"Un pensiero al giorno"
65 - "Datti una regolata"
Molte delle cose che scrivo hanno un sottofondo comune. Sia volontariamente, sia talvolta su un piano inconscio, nelle mie parole si celano spesso piccoli inni al "non misurabile".
Questa nostra epoca, "misurante" per eccellenza, sembra scordare sempre più un aspetto essenziale della realtà: una volta misurate le cose, siamo soltanto a metà della nostra naturale propensione a entrare in sintonia con esse.
Gli aspetti "non quantificabili" hanno una parte immensa nel determinare senso all'esistenza, eppure la tendenza generale va tutta nel senso del misurare come unica dimensione di riferimento.
Nella nostra giornata, abbiamo bisogno dei frutti della precisione misuratrice, ci servono strumenti, attrezzi, automobili, l'idea di denaro (e anche un po' del medesimo, spicciolo, nelle tasche) treni, case, edifici vari e così via. Ma poi queste cose diventano quasi un dettaglio, se magari soffriamo o gioiamo per amore, se gli altri ci deludono o ci gratificano, se il nostro animo si sente calato nella bellezza di una giornata di sole o anche di pioggia, a seconda dei gusti.
Il più gran promemoria della natura dell'uomo, inquantificabile fino in fondo, è dato dal linguaggio. Nel tempo, è stato tentato più volte e in diverse forme di rendere il linguaggio uno "strumento di precisione". Ad esempio, si è provato con la sua riduzione a strumento logico puro, ipotizzando un uso della lingua matematicizzato e del tutto privo di "scarti di senso". Per quanto queste ricerche abbiano fatto fare progressi fondamentali al pensiero, non sono tuttavia mai riuscite a domare il linguaggio fin nel suo intimo, laddove la sua natura fondamentale di forgiatore continuo di "significazione residuale" finisce sempre per emergere. In altre parole, la sua parte non misurabile.
Leggevo su un bel libro di Umberto Galimberti, "Il gioco delle opinioni", tante cose interessanti connesse a simili riflessioni. In particolare, lo studio del linguaggio da parte di Martin Heidegger (ermeneutica) e mi scuso se semplifico molto per ragioni di spazio.
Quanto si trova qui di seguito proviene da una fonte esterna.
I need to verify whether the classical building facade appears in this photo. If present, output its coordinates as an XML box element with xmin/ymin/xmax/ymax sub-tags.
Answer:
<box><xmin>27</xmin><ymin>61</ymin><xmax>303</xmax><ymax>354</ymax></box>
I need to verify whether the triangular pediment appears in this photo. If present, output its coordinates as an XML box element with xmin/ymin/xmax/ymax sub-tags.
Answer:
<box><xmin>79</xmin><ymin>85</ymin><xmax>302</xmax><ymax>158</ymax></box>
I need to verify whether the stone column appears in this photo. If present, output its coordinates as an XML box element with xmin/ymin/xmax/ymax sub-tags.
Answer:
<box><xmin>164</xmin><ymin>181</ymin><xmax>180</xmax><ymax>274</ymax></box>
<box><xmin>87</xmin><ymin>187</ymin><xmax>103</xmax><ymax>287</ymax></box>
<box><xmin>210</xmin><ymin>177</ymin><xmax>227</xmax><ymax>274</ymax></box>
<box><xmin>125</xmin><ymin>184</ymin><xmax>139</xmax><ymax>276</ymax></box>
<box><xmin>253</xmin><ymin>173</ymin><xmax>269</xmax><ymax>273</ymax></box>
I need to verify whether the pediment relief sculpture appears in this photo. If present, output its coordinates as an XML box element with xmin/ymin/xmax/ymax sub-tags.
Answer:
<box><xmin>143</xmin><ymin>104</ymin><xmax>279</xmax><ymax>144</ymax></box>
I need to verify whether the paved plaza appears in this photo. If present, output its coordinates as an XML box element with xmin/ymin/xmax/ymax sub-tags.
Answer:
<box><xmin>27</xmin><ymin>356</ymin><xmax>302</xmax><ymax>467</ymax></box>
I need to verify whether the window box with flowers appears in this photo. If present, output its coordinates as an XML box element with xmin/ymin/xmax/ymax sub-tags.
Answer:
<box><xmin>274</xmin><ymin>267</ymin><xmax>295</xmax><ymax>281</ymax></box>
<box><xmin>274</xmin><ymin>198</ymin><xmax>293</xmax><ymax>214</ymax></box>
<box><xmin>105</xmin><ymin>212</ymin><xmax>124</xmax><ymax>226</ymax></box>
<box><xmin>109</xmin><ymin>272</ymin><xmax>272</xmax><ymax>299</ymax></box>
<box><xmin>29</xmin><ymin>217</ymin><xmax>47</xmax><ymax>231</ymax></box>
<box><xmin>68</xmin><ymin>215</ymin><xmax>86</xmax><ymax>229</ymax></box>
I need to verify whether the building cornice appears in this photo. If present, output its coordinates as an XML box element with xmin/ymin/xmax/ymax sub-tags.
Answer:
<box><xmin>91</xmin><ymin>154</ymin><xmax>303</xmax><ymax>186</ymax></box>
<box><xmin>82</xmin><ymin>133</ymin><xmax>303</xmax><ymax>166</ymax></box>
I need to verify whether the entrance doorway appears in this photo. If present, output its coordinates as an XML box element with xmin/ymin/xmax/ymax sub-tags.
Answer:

Vari esempi interessanti, nell'etimo delle parole. "Concetto" come derivato di "cum capere", ossia "prendere", "afferrare", la dice lunga sulle modalità del pensiero occidentale inteso come appropriazione delle cose pensate. Dove invece Heidegger suggerisce una forma "meno possessiva" di pensiero, un suo maggior "lasciar essere", rinvenibile nella duplice accezione del termine tedesco corrispettivo, "denken" ("pensiero"), imparentato molto da vicino con il suo consimile "danken", che significa ringraziamento. Pensare come ringraziare, dunque, in un atteggiamento che risalta "l'ascolto dell'essere" e non l'appropriazione concettuale pura, come di fronte a una conquista da fare.
Ma poi, altri esempi belli, tipo "entusiasmo", con le sue basi nel greco "en-theos", indicante la divinità ("theos") che ci abita nei momenti (sommamente inquantificabili) del trasporto entusiastico. Oppure ancora, quando diciamo "magari", a corredo di un nostro desiderio, e non facciamo caso che anche qui c'è di mezzo la lontana radice greca, col termine "makaria", ossia "gioia", "felicità".
Insomma, non so più cosa volevo dire, eppure son contento di avervelo detto lo stesso, in un qualche modo. Chiudo riportando solo un altro simpatico esempio, seppur privo di fondamento etimologico, ma nondimeno ricco di poetica sfumatura.
Ho scoperto l'esistenza di un uccellino meraviglioso. La cosa buffa è che si chiama come lo strumento di misurazione per eccellenza, ma la sua bellezza sta tutta nel regno della non quantificabilità pura.
Si chiama regolo. Pare sia il pennuto più piccino d'Europa. Misura due piume e uno sputo, è una palletta di simpatia, e ha sulla minuscola capoccetta uno sbuffo di piume gialle così simile a una corona, da fargli guadagnare il suo nome, che sta infatti per "piccolo re" ("regulus").
Le immagini ovviamente non sono mie, ma se un giorno riuscirò mai a vederlo dal vero e magari (makaria) a fotografarlo, il mio entusiasmo (en-theos) non avrà paragoni. Nel frattempo, mi limito a pensare (denken) questo minuscolo "non misuratore", e lo ringrazio (danken) idealmente fin da ora per la sua incommensurabile poesia.